I never thought I’d find myself here. Though I’m sure nobody ever really expects to end up where they find themselves years 10 years out of high school,I’m at a loss as to how I got here. I’ve learned a lot of lessons along the way. I’ve met the best of people and faced the worst of demons more times then I’d like to admit. I’ve betrayed people, I’ve hurt people and I’ve in turn received the same. Despite hurting those in my quest to find out who I’m supposed to be, I think I turned out better then I thought I would. I am not successful, though I make a decent living. I’m not talking about a big house a fancy car and sadly even a diamond on my finger. I’m talking about the person I have become. In elementary school, I was made fun of, pushed around, and even mocked by an entire classroom, to where I ran home 3 miles crying, only to be sent back on foot by my mother. We were poor. I don’t mean poor as in no we can’t afford college, I mean poor as in we spent many months in my childhood, without electricity and sometimes food.

I left at 15 no longer able to cope with daily beatings and mockery by my own mother who was supposed to protect me from such harshness as a child. I proceeded to live my own life free of guidance. I did however have a powerful need to prove my worthiness to the world. I hung out with bad crowds who did drugs and got into minor trouble of the sorts, but I managed to keep my head above water into adult hood. I’ve suffered heart aches, heart breaks and deaths of friends who deemed it unnecessary to continue living. I’ve found the best of friends who above all saw a good person in me and who believed in me. That was nearly impossible for me to understand. So how did I get here? How did I find myself, a 27 year old woman living in Orange County who finds so many reasons to smile everyday. How is it that I find such joy in helping others when help was not something given to me when I needed it most?
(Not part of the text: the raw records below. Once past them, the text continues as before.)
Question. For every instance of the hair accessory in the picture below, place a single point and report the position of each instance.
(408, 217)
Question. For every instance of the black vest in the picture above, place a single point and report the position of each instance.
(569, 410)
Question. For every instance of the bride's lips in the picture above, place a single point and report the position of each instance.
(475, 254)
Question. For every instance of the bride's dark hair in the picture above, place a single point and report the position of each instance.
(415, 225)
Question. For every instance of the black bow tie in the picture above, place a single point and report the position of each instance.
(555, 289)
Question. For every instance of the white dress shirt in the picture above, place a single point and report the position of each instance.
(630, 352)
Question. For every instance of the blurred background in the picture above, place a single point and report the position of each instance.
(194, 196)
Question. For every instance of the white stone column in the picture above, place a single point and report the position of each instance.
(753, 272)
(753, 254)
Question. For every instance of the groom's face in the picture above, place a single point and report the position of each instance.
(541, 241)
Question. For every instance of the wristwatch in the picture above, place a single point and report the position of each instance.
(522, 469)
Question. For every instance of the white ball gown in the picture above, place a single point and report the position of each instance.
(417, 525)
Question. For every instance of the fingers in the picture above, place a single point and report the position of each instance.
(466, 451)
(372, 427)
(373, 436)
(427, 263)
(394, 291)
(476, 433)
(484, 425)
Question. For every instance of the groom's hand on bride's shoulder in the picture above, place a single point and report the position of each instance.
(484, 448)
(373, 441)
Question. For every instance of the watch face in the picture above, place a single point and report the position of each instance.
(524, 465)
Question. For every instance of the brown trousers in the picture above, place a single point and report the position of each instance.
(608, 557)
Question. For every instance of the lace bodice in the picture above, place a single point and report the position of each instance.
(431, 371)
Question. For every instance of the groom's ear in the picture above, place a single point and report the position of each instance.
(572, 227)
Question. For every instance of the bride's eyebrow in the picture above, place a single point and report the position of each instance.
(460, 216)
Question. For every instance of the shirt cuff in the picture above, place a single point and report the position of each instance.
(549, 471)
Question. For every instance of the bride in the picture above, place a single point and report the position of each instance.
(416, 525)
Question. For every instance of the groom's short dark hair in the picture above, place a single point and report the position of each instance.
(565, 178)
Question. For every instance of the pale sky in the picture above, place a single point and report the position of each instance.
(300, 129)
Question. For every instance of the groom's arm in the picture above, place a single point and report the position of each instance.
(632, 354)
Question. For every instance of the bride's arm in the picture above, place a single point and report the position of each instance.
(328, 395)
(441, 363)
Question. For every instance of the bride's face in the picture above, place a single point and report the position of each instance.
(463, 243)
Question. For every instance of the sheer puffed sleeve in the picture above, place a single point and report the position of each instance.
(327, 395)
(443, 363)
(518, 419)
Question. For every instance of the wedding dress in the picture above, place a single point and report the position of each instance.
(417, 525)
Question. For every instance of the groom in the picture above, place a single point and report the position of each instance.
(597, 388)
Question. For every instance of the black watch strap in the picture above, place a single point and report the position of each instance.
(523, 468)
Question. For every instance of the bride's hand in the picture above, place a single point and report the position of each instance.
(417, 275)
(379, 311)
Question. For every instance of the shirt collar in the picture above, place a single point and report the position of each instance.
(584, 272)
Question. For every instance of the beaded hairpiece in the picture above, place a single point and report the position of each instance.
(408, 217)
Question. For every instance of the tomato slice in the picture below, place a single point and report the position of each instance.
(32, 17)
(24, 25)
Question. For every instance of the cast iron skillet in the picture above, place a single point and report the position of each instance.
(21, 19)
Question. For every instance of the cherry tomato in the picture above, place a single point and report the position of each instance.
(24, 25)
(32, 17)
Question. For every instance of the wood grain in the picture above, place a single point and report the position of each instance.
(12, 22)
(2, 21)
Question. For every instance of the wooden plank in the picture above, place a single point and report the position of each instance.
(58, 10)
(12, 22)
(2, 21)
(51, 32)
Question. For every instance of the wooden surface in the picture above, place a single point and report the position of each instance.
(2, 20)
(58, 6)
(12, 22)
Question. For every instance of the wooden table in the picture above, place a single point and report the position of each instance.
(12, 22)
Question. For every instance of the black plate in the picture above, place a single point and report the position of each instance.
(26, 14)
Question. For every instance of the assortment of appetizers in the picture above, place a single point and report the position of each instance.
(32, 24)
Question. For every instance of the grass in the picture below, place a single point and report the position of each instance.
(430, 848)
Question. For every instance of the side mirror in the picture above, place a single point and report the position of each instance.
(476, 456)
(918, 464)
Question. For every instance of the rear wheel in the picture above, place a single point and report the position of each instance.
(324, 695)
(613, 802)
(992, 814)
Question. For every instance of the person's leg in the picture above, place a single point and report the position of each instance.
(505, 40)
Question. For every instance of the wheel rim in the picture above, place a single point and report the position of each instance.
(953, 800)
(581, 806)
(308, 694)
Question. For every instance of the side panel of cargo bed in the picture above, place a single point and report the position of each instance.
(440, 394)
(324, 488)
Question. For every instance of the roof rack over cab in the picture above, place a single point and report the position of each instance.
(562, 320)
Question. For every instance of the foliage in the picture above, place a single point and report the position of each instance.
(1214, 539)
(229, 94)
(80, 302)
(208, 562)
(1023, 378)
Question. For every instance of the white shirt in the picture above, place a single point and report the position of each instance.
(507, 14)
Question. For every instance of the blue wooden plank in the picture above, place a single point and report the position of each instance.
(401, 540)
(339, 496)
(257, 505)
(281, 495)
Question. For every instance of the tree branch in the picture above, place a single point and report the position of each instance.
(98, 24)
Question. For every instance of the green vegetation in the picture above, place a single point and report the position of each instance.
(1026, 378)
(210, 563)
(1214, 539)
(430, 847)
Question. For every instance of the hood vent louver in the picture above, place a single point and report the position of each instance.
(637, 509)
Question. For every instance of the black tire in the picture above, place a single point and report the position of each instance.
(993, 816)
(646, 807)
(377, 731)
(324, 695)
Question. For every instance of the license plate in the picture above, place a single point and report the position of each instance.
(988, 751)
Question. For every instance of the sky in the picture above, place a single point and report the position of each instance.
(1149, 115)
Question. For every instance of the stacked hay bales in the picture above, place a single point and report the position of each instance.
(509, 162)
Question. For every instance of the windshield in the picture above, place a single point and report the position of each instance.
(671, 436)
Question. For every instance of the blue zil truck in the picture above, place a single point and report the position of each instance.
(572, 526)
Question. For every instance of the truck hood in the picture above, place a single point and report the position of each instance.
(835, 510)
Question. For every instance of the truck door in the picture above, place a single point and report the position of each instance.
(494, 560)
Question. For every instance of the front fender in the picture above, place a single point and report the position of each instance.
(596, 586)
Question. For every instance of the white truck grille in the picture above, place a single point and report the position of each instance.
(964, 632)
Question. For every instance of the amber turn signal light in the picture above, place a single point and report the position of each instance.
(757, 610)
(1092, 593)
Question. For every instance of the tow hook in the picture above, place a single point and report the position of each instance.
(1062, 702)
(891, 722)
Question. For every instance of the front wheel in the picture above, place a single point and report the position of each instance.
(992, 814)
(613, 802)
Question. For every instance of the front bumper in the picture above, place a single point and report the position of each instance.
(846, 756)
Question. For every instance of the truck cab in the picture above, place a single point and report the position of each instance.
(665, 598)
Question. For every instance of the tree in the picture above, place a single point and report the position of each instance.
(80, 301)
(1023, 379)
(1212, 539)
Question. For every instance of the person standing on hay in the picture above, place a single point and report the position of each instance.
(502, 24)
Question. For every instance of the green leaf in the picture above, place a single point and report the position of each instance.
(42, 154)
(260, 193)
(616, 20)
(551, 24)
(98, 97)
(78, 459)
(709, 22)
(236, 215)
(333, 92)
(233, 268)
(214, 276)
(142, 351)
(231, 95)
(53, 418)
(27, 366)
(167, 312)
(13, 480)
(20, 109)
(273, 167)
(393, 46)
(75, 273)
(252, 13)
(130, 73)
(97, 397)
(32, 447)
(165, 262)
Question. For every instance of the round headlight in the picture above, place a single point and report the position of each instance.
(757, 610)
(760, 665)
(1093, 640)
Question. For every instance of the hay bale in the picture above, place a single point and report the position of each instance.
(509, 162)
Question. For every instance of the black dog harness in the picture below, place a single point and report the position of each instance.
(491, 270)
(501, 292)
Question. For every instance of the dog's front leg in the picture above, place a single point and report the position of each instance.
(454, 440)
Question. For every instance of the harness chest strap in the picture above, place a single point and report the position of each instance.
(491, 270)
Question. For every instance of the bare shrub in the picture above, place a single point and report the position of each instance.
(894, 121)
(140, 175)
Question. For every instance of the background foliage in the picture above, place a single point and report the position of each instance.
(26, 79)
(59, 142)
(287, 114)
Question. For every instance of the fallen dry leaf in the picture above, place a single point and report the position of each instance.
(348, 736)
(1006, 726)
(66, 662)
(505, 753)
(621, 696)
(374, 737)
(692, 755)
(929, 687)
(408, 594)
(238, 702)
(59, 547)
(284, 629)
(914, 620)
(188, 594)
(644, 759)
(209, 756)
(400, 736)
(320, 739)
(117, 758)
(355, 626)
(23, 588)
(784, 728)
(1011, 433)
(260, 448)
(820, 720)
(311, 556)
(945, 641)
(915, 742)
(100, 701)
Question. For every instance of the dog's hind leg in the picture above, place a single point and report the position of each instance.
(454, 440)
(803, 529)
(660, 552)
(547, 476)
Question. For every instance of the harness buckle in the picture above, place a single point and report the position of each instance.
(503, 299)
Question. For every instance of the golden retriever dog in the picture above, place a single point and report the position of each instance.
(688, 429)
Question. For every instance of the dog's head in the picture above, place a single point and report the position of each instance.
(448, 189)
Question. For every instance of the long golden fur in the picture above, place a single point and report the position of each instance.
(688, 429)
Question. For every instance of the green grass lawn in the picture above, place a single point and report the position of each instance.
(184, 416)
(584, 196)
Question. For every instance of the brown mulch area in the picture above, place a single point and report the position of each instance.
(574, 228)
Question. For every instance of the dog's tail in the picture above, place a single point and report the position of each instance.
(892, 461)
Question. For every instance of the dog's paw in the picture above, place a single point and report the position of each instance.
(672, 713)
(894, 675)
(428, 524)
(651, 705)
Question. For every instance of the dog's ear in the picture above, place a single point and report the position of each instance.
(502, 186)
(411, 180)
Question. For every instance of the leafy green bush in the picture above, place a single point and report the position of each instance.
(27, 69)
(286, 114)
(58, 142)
How did I not go mad and take the easy way out. How did life not get the best of me? I look back and wonder how I made it out. I never thought I’d make it this far. I never thought I’d live to see myself turn 27. I used to be afraid that my upbringing would lead me to be the same malice person my mother was. I was scared I would turn into her. Would I beat my children? Would I mock them and make them believe they were nothing? I used to be afraid. I’m no longer afraid. I know now… there is no way I would ever lay a hand on a precious child. I could never bring myself to utter any hateful words nor deprive a child of the importance of self assurance and emotional support. I fear for our children who have no choice, and no voice, for not many will be as lucky as I. Not all of us will make it out alive. Not all of us will make it out with our souls intact. Too many of us will inevitably be lost along the way. It’s sad really,… to think…. I never thought I’d make it this far. I never thought I’d live to see 27.